The 1958 Major League Baseball All-Star Game was the 25th playing of the midsummer classic between the all-stars of the American League (AL) and National League (NL), the two leagues comprising Major League Baseball. The game was held on July 8, 1958, at Memorial Stadium in Baltimore, Maryland, the home of the Baltimore Orioles of the American League.

This was the first Major League Baseball All-Star Game without an extra base hit.

For this Diamond Jubilee game, the ceremonial first pitch was thrown by U.S. Vice President Richard Nixon, who became President 10 years later.  The attendance was 48,829.  The game was broadcast on the NBC television and radio networks.

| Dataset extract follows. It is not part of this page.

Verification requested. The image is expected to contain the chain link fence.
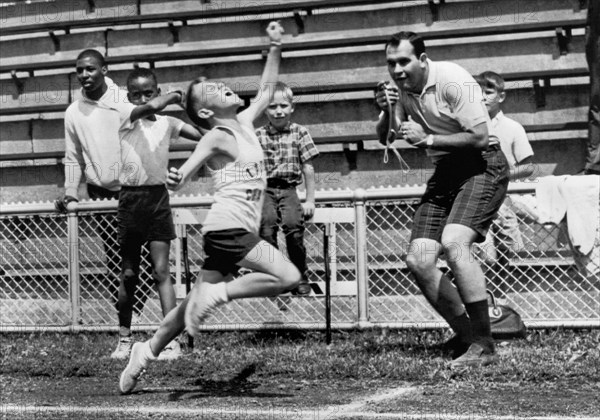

The first hit of the game was by legendary center fielder Willie Mays. The last scoring came in the sixth inning when the American League team took the lead after an error by third baseman Frank Thomas led to a single by Gil McDougald. Early Wynn was the winning pitcher as the American League scored a 4-3 victory.

Several players were named to the team but did not get into the game.  These included Billy Pierce, Tony Kubek, Harvey Kuenn, Sherm Lollar, Rocky Bridges, Ryne Duren, Whitey Ford, and Elston Howard for the American League. For the National League team, Johnny Antonelli, Richie Ashburn, George Crowe, Eddie Mathews, Don McMahon, Walt Moryn, Johnny Podres, Bob Purkey, and Bob Schmidt were on the roster but did not play.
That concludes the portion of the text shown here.